The leader of the teachers' union which led last year's test boycott, and Baroness Blatch, Minister of State for Education, announced that they hoped to dismantle the barricades between teachers and the Government.

Lady Blatch, the first minister to address a National Association of Schoolmasters Union of Women Teachers conference since Sir Keith Joseph, eight years ago, was clearly nervous but she was received with more than polite applause.

There was laughter and some 'hear-hears' for a speech which welcomed the union's decision to drop its test boycott and back the Government's curriculum review. Sir Keith, by contrast, had been heard in eerie silence.

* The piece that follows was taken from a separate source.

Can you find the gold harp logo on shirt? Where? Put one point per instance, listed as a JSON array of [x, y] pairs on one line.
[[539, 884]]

Lady Blatch told the conference in Blackpool: 'I hope we can now dismantle the barricades, despite the efforts of some others to keep them piled high with ideological objections to testing.'

Nigel de Gruchy, the union's general secretary, who has been accused by the rival National Union of Teachers of 'cuddling up' to the Government, said: 'We have restored a civilised relationship with the Government. The teaching profession stands the chance of regaining all the lost ground of the last decade.'

Both he and Baroness Blatch thought the national tests for 7, 11 and 14-year-olds would go ahead despite the NUT decision to continue its boycott.

Mr de Gruchy said: 'The majority of NUT members don't accept most of what was said at Scarborough. The NUT can't deliver action in the primary schools.'

Baroness Blatch said she was confident that more schools would do the tests this year than last when all three main teacher unions joined the boycott. She said the streamlining of the national curriculum and tests proposed by Sir Ron Dearing 'amounts to a vote of confidence in the teaching profession, a new deal based on trust. But, as he has also made clear, the corollary is that public accountability must be maintained.'

She told delegates that the Government would consider the union's request for external markers for the tests to lighten teachers' workload. The NUT, which believes children should be assessed by teachers, is strongly opposed to external markers.

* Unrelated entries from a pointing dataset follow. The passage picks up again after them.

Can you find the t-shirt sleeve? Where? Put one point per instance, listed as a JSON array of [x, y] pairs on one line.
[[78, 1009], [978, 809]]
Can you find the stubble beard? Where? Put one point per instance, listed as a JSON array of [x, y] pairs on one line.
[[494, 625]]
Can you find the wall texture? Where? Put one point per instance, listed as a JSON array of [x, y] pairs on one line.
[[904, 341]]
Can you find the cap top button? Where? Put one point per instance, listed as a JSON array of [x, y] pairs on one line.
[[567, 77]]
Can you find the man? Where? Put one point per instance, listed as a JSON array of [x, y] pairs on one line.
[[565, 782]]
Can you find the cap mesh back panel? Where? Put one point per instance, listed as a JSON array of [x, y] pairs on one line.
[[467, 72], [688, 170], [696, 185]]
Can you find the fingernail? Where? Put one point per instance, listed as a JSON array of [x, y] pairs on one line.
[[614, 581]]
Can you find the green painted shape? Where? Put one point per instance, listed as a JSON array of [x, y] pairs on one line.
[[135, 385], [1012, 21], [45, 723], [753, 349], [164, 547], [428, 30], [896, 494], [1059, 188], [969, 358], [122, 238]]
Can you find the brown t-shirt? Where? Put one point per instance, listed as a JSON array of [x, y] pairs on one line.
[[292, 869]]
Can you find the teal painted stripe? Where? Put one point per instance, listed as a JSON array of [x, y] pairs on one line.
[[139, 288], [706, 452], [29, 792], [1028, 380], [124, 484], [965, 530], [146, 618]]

A second teachers' union conference also pulled back yesterday from further confrontation with the Government over testing.

But Peter Smith, general secretary of the Association of Teachers and Lecturers, speaking at the annual conference in Bournemouth, warned the Government not to make political capital over the decision to suspend the tests boycott this year. The ATL, along with the NASUWT, is co-operating with the compulsory tests for 7 and 14-year- olds, leaving the National Union of Teachers isolated in its boycott.

'But if our good faith is abused. . . if we find that the streamlining of the tests is cosmetic and expedient, just to get an unpopular government out of a fix, then there is every likelihood that this year's seaside rantings will become next year's reality,' he said.

'It is a very volatile situation. It would be a tragedy if the Government did not listen to us. I cannot rule out a boycott next year.'

Anne Keeble, president of the association, said that the review of the tests had to address the question of teachers' workloads. She knew that some members 'violently disagreed' with the decision to suspend the boycott.